Her X-rays showed that the blood vessels in her legs, feet and hands were accumulating calcium deposits like the scales that can form inside water pipes. The deposits had grown so thick that blood could hardly pass through. But calcium was only in the blood vessels of her legs and hands; her heart’s vessels were spared, so it was not life threatening. She was given weekly infusions of a drug, sodium thiosulfate. This did not work.
Then at their wits’ ends the doctors treating her sent her medical history to the Undiagnosed Diseases Program at the National Institutes of Health. The program, set up in 2008, relies on teams of specialists who use the most advanced tools of medicine and genomics to try to figure out the causes of diseases that have baffled doctors. The idea was that understanding rare diseases can give insights into more common ones, said Dr. William A. Gahl, director of the program.
Dr. Gahl said, “Patients who have rare diseases are often abandoned by the medical community…We don’t know how to treat if we don’t have a diagnosis. The way our society treats abandoned individuals is a measure of our society. It speaks to how our society treats the poorest among us.” Ms Benge and her siblings were diagnosed with the new disease and their case is reported in the latest issue of The New England Journal of Medicine. It is caused by a mutation in a gene that prevents calcium from depositing in blood vessels.

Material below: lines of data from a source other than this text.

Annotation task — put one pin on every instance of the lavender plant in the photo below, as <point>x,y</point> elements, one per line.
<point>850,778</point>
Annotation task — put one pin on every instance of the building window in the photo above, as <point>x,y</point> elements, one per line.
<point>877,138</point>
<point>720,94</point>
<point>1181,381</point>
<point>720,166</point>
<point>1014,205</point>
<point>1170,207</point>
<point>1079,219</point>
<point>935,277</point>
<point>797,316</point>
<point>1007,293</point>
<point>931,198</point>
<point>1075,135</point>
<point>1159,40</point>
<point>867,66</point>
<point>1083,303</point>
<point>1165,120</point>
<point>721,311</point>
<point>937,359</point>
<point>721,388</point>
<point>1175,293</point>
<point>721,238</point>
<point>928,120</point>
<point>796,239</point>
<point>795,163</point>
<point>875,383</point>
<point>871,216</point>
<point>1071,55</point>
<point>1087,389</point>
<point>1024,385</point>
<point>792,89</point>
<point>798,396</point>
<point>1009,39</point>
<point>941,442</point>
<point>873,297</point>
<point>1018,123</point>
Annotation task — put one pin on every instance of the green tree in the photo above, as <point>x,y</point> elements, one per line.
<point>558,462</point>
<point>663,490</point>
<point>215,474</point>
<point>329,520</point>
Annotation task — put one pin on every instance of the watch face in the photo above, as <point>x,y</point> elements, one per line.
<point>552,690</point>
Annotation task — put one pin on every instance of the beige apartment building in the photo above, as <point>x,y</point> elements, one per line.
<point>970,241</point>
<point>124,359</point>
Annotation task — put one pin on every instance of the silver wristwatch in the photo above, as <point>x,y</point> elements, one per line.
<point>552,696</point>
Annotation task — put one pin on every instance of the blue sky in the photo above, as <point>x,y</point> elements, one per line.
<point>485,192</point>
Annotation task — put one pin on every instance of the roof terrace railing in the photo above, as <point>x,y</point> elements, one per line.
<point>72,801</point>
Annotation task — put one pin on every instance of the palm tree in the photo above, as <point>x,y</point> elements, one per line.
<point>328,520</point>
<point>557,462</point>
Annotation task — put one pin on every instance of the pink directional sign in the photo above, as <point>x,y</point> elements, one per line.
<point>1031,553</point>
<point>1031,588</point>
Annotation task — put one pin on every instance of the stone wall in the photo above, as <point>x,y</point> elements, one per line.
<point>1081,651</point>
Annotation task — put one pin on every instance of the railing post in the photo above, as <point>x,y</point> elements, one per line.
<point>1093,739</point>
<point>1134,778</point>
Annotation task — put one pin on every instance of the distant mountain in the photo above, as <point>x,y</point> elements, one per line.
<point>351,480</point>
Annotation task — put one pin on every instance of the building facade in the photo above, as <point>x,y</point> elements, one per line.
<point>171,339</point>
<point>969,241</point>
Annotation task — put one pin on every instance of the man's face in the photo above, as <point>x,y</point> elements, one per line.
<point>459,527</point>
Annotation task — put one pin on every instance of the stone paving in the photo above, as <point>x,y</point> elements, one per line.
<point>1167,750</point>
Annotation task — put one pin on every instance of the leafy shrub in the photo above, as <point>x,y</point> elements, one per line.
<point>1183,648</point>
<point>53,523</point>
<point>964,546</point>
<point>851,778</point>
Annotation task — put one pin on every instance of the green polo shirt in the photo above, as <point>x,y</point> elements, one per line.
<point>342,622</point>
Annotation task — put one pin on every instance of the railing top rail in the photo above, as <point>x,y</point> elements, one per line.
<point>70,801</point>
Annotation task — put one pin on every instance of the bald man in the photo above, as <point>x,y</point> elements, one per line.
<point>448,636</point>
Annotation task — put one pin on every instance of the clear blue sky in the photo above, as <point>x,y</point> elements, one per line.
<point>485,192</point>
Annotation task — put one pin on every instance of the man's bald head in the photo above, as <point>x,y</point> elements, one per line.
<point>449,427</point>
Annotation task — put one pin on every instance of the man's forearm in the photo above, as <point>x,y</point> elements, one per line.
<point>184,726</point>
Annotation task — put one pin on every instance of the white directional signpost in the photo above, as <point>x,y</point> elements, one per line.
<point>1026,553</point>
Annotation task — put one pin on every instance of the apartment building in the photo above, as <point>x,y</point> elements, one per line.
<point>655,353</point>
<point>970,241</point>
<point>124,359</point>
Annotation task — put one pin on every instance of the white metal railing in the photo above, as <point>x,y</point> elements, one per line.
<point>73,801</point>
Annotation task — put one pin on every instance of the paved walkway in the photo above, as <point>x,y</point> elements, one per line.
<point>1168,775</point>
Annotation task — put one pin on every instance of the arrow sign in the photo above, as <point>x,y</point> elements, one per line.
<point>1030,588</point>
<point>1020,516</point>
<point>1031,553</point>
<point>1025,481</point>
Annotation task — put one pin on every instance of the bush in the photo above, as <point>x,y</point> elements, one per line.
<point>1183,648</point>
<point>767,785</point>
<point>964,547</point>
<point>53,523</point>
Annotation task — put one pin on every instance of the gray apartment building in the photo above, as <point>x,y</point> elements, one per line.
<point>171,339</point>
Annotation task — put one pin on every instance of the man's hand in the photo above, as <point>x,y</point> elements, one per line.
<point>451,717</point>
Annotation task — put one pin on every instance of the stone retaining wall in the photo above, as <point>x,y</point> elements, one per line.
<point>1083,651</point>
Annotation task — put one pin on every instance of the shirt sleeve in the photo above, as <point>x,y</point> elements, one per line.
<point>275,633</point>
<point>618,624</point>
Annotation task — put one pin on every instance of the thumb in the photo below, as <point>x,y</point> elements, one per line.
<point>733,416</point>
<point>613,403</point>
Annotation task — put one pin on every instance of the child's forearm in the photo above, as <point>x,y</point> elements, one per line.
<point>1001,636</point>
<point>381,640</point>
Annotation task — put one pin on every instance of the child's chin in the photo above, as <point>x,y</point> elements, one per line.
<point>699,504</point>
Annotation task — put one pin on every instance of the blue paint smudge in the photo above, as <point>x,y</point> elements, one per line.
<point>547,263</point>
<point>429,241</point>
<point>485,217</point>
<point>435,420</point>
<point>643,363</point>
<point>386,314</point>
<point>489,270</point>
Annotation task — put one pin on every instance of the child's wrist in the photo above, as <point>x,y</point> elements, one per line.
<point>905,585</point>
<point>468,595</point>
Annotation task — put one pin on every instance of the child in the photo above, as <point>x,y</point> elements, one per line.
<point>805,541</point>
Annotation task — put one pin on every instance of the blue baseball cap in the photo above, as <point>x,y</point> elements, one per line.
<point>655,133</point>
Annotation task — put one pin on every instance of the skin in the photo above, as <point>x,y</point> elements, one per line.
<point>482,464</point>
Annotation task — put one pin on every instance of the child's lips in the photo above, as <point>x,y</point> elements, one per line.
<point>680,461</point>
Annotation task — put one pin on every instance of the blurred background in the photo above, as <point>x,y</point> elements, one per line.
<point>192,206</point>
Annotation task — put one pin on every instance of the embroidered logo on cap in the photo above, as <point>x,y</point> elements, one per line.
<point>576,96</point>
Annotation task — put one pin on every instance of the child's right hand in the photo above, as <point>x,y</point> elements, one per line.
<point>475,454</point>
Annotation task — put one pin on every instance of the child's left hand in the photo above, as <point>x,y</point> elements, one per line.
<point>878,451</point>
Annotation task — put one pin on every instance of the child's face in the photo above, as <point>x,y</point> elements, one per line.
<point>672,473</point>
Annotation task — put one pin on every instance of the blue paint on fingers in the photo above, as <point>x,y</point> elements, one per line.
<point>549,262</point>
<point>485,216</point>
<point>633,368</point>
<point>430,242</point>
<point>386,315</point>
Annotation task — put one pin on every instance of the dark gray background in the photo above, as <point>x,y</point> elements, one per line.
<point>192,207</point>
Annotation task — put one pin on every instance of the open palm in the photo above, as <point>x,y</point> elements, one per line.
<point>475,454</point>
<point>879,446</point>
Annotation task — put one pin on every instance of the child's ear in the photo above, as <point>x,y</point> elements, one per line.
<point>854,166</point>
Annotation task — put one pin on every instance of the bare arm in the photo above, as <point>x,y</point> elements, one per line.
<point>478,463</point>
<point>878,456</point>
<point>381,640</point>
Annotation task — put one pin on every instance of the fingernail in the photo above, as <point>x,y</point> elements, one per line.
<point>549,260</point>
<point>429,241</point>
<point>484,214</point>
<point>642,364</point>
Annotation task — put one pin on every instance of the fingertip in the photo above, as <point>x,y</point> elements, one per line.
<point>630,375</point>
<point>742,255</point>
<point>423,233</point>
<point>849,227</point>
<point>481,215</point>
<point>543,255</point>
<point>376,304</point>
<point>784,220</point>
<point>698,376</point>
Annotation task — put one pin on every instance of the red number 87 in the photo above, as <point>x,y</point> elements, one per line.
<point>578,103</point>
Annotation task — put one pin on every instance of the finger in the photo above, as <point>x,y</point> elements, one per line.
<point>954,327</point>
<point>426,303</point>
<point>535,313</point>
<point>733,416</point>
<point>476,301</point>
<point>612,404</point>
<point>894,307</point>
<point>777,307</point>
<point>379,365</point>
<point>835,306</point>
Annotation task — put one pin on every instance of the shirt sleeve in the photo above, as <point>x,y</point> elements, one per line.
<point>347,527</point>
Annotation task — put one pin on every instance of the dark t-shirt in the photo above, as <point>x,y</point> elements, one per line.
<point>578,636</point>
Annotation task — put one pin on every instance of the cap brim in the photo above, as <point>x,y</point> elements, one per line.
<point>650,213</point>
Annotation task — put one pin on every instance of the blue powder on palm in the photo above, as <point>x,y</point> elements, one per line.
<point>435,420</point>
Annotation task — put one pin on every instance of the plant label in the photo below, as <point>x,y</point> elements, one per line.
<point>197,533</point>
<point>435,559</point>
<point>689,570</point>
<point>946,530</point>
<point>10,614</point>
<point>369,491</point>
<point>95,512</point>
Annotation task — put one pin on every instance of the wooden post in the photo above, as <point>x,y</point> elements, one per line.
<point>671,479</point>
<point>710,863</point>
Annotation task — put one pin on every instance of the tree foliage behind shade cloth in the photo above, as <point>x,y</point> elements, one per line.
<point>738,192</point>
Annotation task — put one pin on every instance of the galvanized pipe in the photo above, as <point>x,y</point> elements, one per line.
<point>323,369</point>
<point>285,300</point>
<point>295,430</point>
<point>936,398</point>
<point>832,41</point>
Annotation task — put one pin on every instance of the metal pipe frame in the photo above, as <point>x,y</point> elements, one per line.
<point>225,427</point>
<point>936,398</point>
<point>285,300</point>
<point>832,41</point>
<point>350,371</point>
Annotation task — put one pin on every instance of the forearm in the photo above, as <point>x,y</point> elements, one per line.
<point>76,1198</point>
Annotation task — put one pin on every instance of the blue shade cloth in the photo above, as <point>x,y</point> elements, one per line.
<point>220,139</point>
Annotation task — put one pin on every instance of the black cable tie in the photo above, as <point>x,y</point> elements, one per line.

The UDP took up the case on May 11, 2009, when Ms. Benge was 56, and her sister Paula Allen was 51. Nine people are suffering from the disease that is called “arterial calcification due to CD73 deficiency”. Researchers analyzed the DNA of five affected siblings and found that they all had mutations of the NT5E gene, which codes for the CD73 enzyme that produces adenosine - a molecule that helps prevent arteries from calcifying.
The researchers found that cells use the gene to make extracellular adenosine, a common compound that in this case was needed to suppress calcification. No one had known about this metabolic pathway, said Dr. Manfred Boehm, a vascular biologist at the National Heart, Lung and Blood Institute. Dr. Dwight Towler, a bone endocrinologist at Washington University in St. Louis who was not part of the study also commended the study.
The investigators are putting together plans to test bisphosphonates (drugs used against osteoporosis) and submitting them to ethics boards for approval. “We hope to know in three or four months whether we can go forward,” Dr. Gahl said.
NIH director Dr. Francis S. Collins said in an NIH news release, “This is the first novel disease discovery identified through the collaborative and interdisciplinary approach employed by clinical researchers in the NIH Undiagnosed Diseases Program… This disorder previously baffled the medical field and evaded diagnosis when conventional methods were used.”